Getting the Conversation Going
Although all of this study can highlight the importance of therapy and the types of addiction care that are most effective, it may be daunting for professionals to begin the dialogue with abusers and their worried family and friends. It’s often necessary to start with a message of hope.
Drug addicts and those that value them can hold views that are clearly untrue, such as:
- Drug addiction can’t be managed appropriately.
- Addiction care is not provided by health insurers.
- Punishment is a part of every drug addiction care.
- War of words is an essential aspect of every alcohol addiction care program.
These statements of hopelessness and helplessness have the potential to discourage individuals from participating in services that could benefit them. Health professionals who share their experience of the drug care program and use statistics in their presentations will persuade struggling patients and their families that there is opportunity and assistance available and that striving for a cure is neither foolish nor futile.
Healthcare professionals should, in addition to speaking, devote enough time to observing, hearing, and offering condolences. Addicts often invest a considerable amount of time concealing their desperation, and their relatives may mistakenly become involved in this manipulation.

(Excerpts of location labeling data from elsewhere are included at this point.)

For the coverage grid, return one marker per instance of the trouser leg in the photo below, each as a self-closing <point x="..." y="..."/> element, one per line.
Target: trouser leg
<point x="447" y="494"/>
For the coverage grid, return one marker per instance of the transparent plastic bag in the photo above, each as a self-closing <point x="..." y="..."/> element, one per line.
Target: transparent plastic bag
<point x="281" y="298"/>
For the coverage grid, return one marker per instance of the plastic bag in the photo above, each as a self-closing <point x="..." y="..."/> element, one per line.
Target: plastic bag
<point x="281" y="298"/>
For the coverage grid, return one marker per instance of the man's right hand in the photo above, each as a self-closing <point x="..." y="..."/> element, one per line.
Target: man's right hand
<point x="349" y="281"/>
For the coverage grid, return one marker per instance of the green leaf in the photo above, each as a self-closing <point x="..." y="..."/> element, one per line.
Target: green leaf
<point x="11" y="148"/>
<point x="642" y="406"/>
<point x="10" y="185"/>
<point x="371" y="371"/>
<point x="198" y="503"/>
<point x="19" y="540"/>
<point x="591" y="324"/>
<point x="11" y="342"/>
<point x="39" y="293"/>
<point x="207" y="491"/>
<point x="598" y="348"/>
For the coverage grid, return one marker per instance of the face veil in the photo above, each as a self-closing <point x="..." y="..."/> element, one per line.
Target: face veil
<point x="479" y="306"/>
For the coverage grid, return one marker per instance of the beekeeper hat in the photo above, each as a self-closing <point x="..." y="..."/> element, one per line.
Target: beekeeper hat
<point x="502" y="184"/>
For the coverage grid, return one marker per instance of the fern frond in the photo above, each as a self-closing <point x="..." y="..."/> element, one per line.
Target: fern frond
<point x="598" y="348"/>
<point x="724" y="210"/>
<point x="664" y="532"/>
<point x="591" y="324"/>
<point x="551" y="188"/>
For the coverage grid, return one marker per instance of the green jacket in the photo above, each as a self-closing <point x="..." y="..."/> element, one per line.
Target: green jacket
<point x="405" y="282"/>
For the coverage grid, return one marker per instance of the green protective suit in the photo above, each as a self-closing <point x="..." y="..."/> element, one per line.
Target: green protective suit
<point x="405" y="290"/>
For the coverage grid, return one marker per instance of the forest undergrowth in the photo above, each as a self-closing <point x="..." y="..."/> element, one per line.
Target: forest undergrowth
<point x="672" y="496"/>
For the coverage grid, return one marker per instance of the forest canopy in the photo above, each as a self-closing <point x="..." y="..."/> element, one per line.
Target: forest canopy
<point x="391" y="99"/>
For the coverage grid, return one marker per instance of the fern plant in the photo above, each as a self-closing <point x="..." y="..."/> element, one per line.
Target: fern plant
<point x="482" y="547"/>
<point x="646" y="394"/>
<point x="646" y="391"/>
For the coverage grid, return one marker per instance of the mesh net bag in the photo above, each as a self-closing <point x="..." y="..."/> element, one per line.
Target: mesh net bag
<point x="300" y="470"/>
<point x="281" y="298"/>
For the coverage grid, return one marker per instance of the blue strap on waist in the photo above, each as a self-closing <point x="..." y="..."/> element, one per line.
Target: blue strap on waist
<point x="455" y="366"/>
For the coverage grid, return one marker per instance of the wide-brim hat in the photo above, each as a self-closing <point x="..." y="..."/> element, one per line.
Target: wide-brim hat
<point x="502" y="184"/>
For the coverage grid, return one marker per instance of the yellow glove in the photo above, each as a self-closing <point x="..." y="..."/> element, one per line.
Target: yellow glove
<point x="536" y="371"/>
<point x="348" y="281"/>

Launching up the dialogue can mean breaking through a barrier of silence for the first time, releasing a cascade of emotions, feelings, and concerns that have never been expressed before. Allowing the conversation to flow spontaneously can enable the family to take their first tentative steps toward recovery.
Owing to secrecy laws, a practitioner’s hands can be bound when giving addiction care to the reluctant. Families will not be able to hear much about what an addictive person is saying in a closed-door meeting, and the addicted person may never consent to the meeting at all. Fortunately, many experts can assist families in having these sensitive and fraught discussions and transitioning such feelings of empathy into acts that can aid in the abating of a dependency.
As these practitioners are often called, interventionists excel in assisting families in publicly discussing recovery with the victim of drug addiction. Families can share their concerns about the disease’s development through these formal discussions with the interventionist on hand to offer recovery details. In some instances, the interventionist may also transfer the person to a qualified addiction care facility.
Continuing the Research
Actually, read up on drug addiction care and how patients may thrive can be beneficial. Still, as a referring practitioner, you will have more concerns about how addiction care can affect your patients and how you can better train them for the job ahead. If that’s the case, we’d be happy to assist.
We have years of expertise working with seemingly unsolvable cases of addiction care complicated by mental illness at Foundations Recovery Network. We have access to some of the most comprehensive Dual Diagnosis research accessible. We’re glad to talk about specific cases with you or refer you to one of our medical team members who can share their knowledge and experience. If you think it’s important, we can also assist with the admissions processes for your patients. Please contact us if you have any questions or would like to take any of the actions listed above. Admissions coordinators are open 24/7, to take the call and support you. We are more than happy to provide you with the assistance that you or your loved one deserve for addiction care.
Ben Lesser is one of the most sought-after experts in health, fitness and medicine. His articles impress with unique research work as well as field-tested skills. We are honored to have Ben writing exclusively for Dualdiagnosis.org.